I was just unnerved at what was previously done: back feeding through the dryer outlet. So I went all safety Nazi.

Also, just to clarify, you would probably only use the 30A 220 outlet to feed into the house. No doubt you have seen the proper extension cords for that connection to the interlock.


----------



## Semper Fidelis (Jul 19, 2012)

VictorBravo said:


> Rich, in reading my first response, I think I might come across as being overly alarmist. I see clearly that you are using the interlock and, from that, I can tell you have been researching this well and are concerned for safety.
> 
> I was just unnerved at what was previously done: back feeding through the dryer outlet. So I went all safety Nazi.
> 
> Also, just to clarify, you would probably only use the 30A 220 outlet to feed into the house. No doubt you have seen the proper extension cords for that connection to the interlock.



No worries Vic. He didn't quite have it as a backfeed but had to make sure the main to the grid was cut off when he would plug in the generator. It probably wasn't the safest way to do it.

I keep going back and forth on the approach I want to take. I don't really want to have to spend much but all the portable generators that I could reasonably power most of my stuff are limited to 30-50 Amps. I keep reading how some have used their 8KW generators to power the house and wonder how they managed with only a 30A input and I figured they must just flip off big things like the oven or microwave while the AC is running. I'm kind of leaning toward maybe biting the bullet and gettinga 14KW Standby that has a 200A input.


----------



## VictorBravo (Jul 19, 2012)

Well, I used an 8KW generator for 5 years, averaging about two 12+ hour power failures per year. But then, it was just two of us in a 650 square feet cottage over an unheated basement.

Granted, it was a small house, but when the power went off we would keep the freezer and fridge going, have some lights, and use the propane stove for cooking. We'd cycle the furnace from time to time in winter.

If we wanted to use the microwave, then we'd flip off the power to the freezer and fridge for that period. Then turn them back on. It was sort of a fun challenge, but more like camping than uninterrupted convenience.

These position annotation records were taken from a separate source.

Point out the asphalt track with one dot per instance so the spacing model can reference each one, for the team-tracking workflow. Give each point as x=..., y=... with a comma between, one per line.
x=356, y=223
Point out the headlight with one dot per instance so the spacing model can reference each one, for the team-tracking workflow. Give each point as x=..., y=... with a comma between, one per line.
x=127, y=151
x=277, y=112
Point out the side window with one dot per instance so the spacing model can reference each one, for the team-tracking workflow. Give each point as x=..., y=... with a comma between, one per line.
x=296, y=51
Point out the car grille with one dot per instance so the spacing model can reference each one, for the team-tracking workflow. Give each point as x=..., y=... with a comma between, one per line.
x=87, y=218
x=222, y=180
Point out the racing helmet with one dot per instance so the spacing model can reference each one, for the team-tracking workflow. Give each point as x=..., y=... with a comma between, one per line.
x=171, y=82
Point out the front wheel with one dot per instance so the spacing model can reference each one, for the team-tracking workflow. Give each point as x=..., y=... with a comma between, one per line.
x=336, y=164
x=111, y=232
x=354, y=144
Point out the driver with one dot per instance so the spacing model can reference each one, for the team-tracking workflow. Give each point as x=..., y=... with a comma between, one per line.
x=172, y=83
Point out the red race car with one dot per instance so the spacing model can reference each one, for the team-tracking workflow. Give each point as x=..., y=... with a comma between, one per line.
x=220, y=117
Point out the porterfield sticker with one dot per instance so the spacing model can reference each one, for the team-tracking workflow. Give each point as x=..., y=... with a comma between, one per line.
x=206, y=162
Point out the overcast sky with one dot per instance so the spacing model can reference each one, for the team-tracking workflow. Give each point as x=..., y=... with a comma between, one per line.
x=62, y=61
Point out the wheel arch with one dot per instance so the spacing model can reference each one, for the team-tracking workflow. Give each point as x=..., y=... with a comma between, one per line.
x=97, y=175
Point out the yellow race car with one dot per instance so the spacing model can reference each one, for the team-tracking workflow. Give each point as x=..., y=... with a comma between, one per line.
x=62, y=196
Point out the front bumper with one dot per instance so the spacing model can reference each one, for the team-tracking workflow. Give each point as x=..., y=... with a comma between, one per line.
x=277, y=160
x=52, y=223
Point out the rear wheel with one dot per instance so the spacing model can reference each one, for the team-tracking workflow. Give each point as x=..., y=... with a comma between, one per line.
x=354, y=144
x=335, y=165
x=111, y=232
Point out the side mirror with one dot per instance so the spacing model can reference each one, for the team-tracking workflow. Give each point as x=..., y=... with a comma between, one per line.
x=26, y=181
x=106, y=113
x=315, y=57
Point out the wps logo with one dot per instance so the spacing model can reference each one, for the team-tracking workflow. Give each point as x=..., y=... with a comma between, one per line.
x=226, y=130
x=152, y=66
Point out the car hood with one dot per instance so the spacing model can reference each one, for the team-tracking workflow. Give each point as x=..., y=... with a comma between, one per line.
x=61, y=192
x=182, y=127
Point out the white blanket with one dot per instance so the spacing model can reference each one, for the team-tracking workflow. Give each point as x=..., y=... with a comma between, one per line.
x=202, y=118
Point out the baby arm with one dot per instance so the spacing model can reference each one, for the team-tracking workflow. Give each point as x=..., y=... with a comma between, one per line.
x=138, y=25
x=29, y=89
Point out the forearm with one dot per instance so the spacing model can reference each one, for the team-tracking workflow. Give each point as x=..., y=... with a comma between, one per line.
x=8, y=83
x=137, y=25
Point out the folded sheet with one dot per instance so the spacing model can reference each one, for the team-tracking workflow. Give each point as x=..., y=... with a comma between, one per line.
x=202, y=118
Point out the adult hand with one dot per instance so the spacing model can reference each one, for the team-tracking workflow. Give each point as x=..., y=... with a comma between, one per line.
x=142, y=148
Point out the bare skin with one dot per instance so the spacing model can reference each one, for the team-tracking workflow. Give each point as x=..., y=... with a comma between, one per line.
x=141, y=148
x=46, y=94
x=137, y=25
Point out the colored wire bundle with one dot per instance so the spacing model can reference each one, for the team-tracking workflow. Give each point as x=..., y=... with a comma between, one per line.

Our chest freezer actually was good for a couple of days without power if not opened. The fridge may or may not be critical, depending on what you have in it.

I'd suppose in VA in the summer, AC would be more critical than a house full of lights.


----------



## Semper Fidelis (Jul 19, 2012)

I'm not against the fun part of the challenge but I'm starting to wonder if it's worth trying to do it that way. The cost for the 14KW standby generator is not significantly more money and it would not only be fully automatic but would run off the propane tank I already have for my house. I guess my dream configuration would be a diesel generator but I can't find one of those that doesn't have an exorbitant price that I simply can't justify. A friend at Church pointed out that Unleaded gas is gone pretty quickly right before and after any big storm.


----------



## Semper Fidelis (Jul 19, 2012)

By the way, is there any reason why you can't use an RV generator for a home? They seem to have some decent diesel generators for RV's but I don't know if folks tend to use those for homes.